Лучмётчики шагают дальше без остановок, вперёд и до следующего падения.
Последние метры несколько поредевшая рота двигается ползком, ребята практически плывут в жидкой грязи, как рыбы хватают ртами воздух, – над головой огненная сеть, сотканная из пуль, снарядов, ракет и лучей. Враг старается выбить подкрепление до того, как оно займет свои позиции. Поле кажется бесконечным, все силы уходят на то, чтобы не утонуть и не зацепиться за смертельную сеть. О том, что предстоит ещё и воевать, юнцы просто забывают. Они сваливаются в траншеи, грязные, как черти из ада, и долго лежат, не в силах осознать: прибыли. В первые мгновения им даже кажется, что самое страшное уже позади. Вроде как Конец Света уже состоялся, а мы ещё живые.
– Какого демона! И де так долгонько шатались?! Рассвет вскорости! Ждём вас… – «приветствуют» подкрепление бывалые фронтовики, добавляя совершенно непечатные словеса. Новички ошалело приподнимаются и смотрят, как бравые вояки лихо переваливаются через бруствер и споро ползут по грязи, вместе со своими лучмётами, в ту сторону, откуда только что притащились мальчишки.
– Они куда? – выдавливает кто-то.
На глазах у Сергия выступают слезы. Хорошо, что в темноте не видно. Подспудно ребята ожидали, что «старики» их встретят, объяснят, как надо воевать, что делать и как вести себя. Они же выжили! Значит – умеют воевать!
– Слёзы и сопли отставить! – командует комроты Мишаин Петро Валькович. – Им надобно затемно в тыл утянуться, дабы хансы не приметили. – Он добродушно усмехается, превосходно понимая, что творится на душе у пацанов. – Всё, ребятушки. С момента сего вы – фронтовики. Что бы дале ни стряслось, никто не скинет на то, что вы всего лишь недоученные курсанты. Вы – уже воины! А те, кому полечь судилось на пути сюда – пали смертушкой отважных. Для хансов вы таки ж солдатушки, как и вои, только что отсель ушедши. Пять хвилинок на отдых, и расчетам приступить к подгонке своих выкопов!

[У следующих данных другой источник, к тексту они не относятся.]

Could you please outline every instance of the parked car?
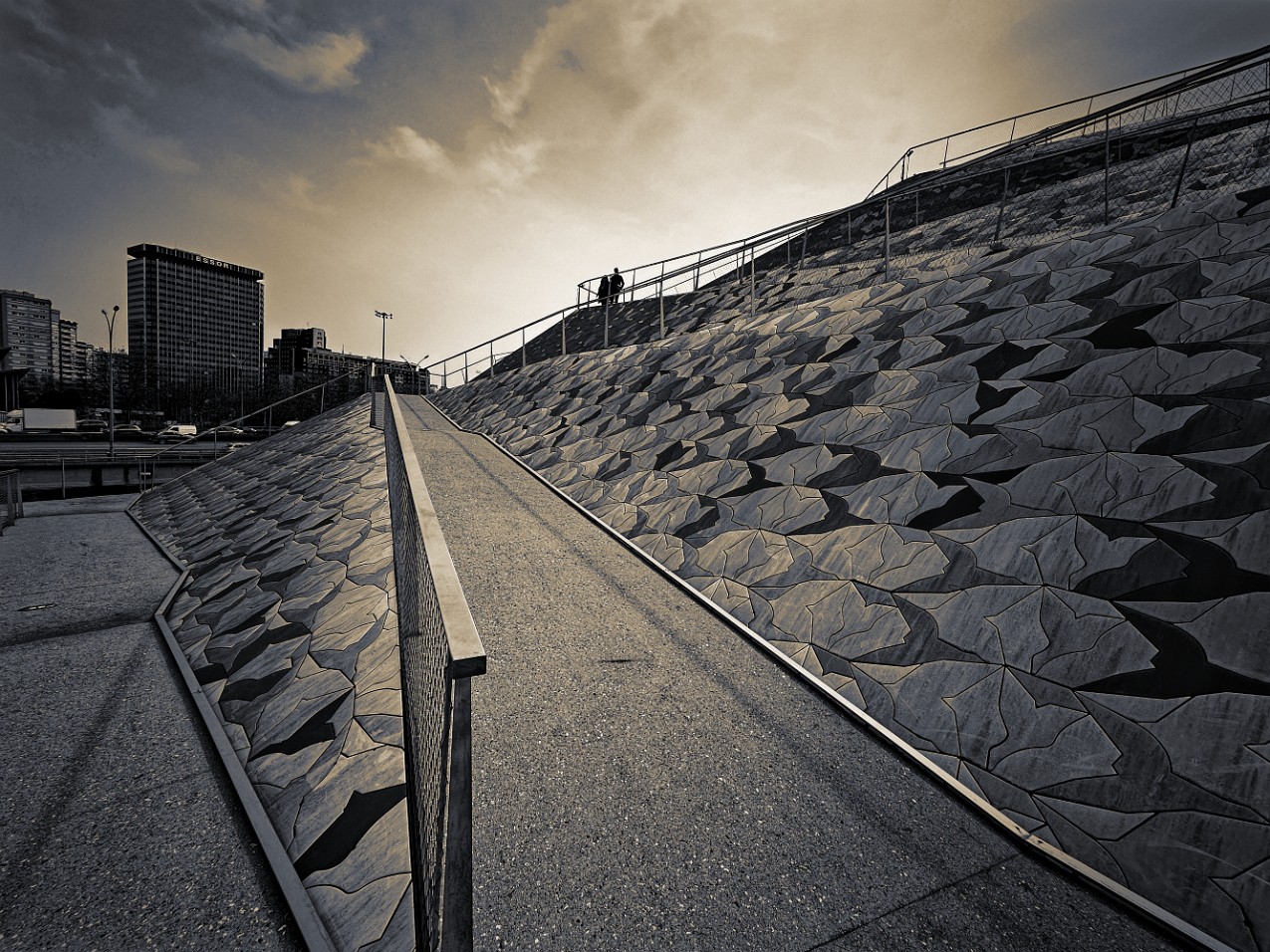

Слова ротного привели всех в чувство. Сергий успевает подумать, что с таким командиром они не пропадут, как его в бок толкает Вас Льц.
– Гля, гля, а ровики стары, давненько копали, вона бочины как вытерты, заеложены, до блеску! Значитца, крепенько тут стоим.
– Могёт, у хансов отбили! – возразил Сергий. – Мене чеши языком, приказ был, лучмёты к бою ладить.
Как ни странно, но в их голосах уже не было паники, нахлынувшей некоторое время назад. Голоса стали спокойными, словно эти пацанята уже воевали много лет. В считанные минуты лучмёты были собраны и задрали свои курносые морды, прицелившись в сторону вражеских позиций.
– Памятуешь, в училище грезилось, скорше б до фронту? – спросил Вас, когда, закончив сборку, их расчет прикорнул на дне рва.
– Ага, вона теперича на передовой мы, – ответил Федул. Он пришёл в училище толстощёким крепышом, который мог переломать подкову ладонью. Сейчас бы он, пожалуй, смог переломить две подковы, поднатаскался станин и зарядников к лучмётам. А вот румянца на его бледных щеках давно не наблюдалось. С тех самых пор, когда у него на глазах разорвало другаря, с которым из одного туеса чай пили.